The investigators conducted three studies using two touchscreen tasks for each, with interesting results: it turns out that children not only miss hitting more targets than adults, but that they are actually almost two times as bad as adults! Also, while the smallest targets are the most challenging for both children and adults, children still do worse in general. Incidentally, the smallest target used was smaller than the recommended size for the android devices employed in the study, so the findings support the recommended target size guidelines for that platform.
Some other interesting findings include the results of tests for hitting targets with edge padding - the miss rates were double for these. The researchers also found a new phenomenon called holdovers, which are touches touches in the location of previous target as the screen is changing. Kids do this more than adults. I wondered, does this have an impact on games with moving targets? Or educational applications with many animations or screen redraws? Should animations be smaller for devices/applications/features aimed at children?

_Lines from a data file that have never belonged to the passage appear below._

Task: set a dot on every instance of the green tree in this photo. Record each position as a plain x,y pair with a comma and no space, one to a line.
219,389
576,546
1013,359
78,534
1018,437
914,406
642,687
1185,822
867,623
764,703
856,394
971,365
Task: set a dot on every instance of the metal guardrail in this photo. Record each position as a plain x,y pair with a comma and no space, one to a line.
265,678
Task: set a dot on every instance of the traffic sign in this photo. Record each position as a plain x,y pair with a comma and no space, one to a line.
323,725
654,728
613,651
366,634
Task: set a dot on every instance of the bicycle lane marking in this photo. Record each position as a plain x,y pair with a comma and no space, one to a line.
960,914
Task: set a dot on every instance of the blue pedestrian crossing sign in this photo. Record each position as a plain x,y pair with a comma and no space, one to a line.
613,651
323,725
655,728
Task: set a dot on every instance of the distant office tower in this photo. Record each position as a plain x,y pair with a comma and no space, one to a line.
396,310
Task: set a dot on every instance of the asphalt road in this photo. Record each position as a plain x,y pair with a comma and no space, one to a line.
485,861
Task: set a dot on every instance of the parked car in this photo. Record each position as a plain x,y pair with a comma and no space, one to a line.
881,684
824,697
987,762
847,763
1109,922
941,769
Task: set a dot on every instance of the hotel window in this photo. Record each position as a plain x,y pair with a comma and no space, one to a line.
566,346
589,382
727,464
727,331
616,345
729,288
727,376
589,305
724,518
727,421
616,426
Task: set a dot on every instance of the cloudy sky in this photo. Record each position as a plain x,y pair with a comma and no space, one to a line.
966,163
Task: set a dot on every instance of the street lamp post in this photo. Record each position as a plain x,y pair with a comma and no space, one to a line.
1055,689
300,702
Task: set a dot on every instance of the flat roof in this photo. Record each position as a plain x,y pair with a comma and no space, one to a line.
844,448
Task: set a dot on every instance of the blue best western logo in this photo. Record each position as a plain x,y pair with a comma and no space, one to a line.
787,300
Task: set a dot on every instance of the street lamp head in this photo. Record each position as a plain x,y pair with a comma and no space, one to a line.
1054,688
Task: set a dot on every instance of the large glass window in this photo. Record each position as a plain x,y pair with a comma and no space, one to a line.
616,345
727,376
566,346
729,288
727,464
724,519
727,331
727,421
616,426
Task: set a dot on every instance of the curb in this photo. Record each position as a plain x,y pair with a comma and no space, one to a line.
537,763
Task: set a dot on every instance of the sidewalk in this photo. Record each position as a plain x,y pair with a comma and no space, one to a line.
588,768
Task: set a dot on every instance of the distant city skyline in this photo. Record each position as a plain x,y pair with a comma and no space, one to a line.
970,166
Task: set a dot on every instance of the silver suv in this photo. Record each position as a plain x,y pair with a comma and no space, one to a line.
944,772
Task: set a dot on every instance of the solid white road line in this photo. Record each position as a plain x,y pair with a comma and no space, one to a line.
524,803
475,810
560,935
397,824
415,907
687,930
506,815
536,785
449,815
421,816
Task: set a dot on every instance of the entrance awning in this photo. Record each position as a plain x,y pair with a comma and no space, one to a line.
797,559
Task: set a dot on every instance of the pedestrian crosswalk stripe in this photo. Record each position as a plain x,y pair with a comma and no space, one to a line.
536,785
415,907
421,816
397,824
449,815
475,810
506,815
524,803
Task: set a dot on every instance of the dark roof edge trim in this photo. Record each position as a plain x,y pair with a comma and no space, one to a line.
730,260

Kids also tend to make gestures differently; they are bigger and have more strokes. For example, a square gesture made by an adult is one continuous line, while a child's would have 4. This causes kids gestures to be less recognizable, with their accuracy differing by almost 50%. The touch cloud shown by the investigators shows misses distributed irregularly around the target; adults have a much tighter spread of touches.
One idea suggested by the authors as a mitigation for these problems was to ignore touches made by children in the same location as a previously accepted target. Machine learning could also be used to train for kids gestures. As next steps, the researchers will try to conduct studies with younger kids and explore in-context applications. They would also like to try some co-design exercises with children.